Fils d'immigrés portugais installés dans les Ardennes, titulaire d'un bac électro mécanique, rien ne prédestinait Alfredo Julio au monde de la boulange ni même à Bordeaux sauf peut-être «le sens inné du commerce» dit lui-même l'intéressé. Pourtant, la boulangerie, c'est sa vie depuis 30 ans. Et c'est à Bordeaux qu'il a choisi de créer sa propre affaire, Les pains d'Alfredo, après avoir travaillé pour de nombreuses franchises partout en France. À Bordeaux aussi qu'il a décidé de s'engager pour défendre les commerçants à travers l'association La Ronde des quartiers.
Le hasard d'une rencontre
«Les hasards de la vie et surtout d'une rencontre m'ont amené là où je suis aujourd'hui. Tout aurait pu être différent mais j'ai eu la chancede rencontrer une personne passionnée qui vous donne l'envie d'avancer avec elle et qui vous transmet une valeur essentielle: l'esprit de famille.» Cette personne, c'est Pierre Vilgrain. En 1981, il est président des Grands moulins de Paris et lance un nouveau concept de restauration rapide baptisé Franquette. «J'avais postulé pour être son chauffeur, je me suis retrouvé responsable de magasin puis chargé de développement, sourit Alfredo Julio. C'est là que j'ai découvert le monde de la sandwicherie, de la viennoiserie et de la restauration rapide. J'ai aussi fait une formation de boulangerie.» Le concept ne prend pas, «c'était trop tôt, trop rapide», mais Alfredo Julio a attrapé le virus qui ne le lâchera plus. Il travaille ensuite pour les Fromenteries du Sud-Est puis pour les Nouvelles boulangeries. Le hasard le conduit à Bordeaux pour l'ouverture de quatre magasins, une ville qui le séduit. Puis quelques années plus tard, alors qu'il travaille désormais pour la chaîne Paul, il est chargé d'ouvrir la boutique de Mériadeck. «Je suis resté six mois mais l'ambiance ne me convenait pas. J'avais perdu l'esprit de famille, la proximité, l'écoute. J'ai démissionné et puis je me suis lancé dans le grand bain.» Il crée sa propre franchise, à taille humaine, les Pains d'Alfredo, qui propose à la fois du pain et de la petite restauration.

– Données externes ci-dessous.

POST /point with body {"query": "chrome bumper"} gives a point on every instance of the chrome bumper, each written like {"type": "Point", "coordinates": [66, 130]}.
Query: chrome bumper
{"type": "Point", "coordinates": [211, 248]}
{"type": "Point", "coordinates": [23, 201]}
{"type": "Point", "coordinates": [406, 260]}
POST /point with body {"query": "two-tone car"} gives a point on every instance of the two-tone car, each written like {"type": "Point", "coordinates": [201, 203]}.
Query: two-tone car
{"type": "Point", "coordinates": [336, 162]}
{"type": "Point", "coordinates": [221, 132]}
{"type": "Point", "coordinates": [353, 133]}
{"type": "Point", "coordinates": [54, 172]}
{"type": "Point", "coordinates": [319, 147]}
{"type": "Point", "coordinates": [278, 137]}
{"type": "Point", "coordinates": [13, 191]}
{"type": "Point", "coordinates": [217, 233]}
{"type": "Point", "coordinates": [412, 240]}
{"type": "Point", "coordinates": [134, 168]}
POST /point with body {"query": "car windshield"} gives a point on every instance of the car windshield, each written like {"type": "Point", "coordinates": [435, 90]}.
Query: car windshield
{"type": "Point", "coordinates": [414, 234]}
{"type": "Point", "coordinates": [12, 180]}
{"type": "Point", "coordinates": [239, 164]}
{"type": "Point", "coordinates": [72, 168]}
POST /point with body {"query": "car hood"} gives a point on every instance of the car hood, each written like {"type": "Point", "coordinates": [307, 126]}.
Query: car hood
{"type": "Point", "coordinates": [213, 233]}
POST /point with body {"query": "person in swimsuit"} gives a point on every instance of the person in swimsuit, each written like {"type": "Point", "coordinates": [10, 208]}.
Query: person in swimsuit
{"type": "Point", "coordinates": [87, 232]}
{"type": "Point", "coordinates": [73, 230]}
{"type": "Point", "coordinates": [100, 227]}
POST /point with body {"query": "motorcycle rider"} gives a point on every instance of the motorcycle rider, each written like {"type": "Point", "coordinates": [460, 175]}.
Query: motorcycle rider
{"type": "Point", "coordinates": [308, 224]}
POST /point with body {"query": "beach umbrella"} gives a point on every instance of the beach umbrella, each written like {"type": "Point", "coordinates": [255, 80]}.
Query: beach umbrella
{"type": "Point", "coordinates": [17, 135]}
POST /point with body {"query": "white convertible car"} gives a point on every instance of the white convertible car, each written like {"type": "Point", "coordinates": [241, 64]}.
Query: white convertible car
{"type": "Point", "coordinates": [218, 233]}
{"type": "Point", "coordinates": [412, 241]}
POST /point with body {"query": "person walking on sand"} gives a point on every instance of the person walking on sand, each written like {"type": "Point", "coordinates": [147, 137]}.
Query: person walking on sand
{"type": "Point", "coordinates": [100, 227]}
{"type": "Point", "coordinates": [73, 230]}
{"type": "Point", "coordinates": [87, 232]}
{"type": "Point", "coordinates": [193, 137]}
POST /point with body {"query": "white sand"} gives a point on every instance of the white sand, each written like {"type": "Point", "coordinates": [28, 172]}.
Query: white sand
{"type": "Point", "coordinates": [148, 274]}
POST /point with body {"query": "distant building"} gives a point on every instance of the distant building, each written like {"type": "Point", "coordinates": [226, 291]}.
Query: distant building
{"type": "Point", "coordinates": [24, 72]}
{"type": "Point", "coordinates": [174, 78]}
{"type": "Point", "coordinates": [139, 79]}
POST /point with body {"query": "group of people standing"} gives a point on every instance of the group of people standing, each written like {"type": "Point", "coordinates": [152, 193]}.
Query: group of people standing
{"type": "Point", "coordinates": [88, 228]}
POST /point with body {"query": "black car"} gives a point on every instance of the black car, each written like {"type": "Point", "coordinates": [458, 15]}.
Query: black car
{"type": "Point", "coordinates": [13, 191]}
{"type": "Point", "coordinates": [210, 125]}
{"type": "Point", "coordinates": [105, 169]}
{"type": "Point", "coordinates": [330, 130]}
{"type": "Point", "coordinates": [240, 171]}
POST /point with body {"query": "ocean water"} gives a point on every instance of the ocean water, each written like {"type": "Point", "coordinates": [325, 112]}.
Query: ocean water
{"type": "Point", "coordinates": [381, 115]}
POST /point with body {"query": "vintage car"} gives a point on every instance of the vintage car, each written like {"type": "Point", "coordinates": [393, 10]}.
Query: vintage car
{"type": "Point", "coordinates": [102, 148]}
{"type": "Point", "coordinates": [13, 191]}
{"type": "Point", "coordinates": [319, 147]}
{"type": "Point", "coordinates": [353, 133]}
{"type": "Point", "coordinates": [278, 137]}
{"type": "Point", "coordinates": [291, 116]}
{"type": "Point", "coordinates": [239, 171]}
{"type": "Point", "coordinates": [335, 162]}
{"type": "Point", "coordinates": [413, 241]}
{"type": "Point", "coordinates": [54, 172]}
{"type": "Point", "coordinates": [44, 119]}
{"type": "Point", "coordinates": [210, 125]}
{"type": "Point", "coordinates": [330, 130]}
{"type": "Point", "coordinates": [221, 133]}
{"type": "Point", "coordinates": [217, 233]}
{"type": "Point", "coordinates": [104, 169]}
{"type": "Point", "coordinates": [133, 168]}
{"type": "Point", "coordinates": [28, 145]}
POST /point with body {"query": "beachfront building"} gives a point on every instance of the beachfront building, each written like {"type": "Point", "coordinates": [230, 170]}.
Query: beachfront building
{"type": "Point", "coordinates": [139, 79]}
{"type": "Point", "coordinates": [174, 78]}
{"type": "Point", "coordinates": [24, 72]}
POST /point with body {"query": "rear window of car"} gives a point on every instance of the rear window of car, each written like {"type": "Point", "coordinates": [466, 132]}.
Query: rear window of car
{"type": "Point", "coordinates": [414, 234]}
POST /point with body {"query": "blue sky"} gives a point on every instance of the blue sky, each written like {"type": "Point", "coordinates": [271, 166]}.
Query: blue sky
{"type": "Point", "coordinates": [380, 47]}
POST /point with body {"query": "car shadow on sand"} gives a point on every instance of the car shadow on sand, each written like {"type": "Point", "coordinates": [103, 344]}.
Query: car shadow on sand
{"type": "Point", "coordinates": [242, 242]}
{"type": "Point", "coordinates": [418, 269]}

Et il décide à l'étonnement de tous de s'implanter en centre-ville le long du tram. «J'étais persuadé qu'à long terme, c'était la bonne option car le tram génère un trafic piéton et donc des opportunités d'achat.» Il s'installe en 1999 cours de l'Argonne puis ouvre d'autres magasins rue du Duffour-Dubergier, à Saint-Michel, cours Alsace-Lorraine...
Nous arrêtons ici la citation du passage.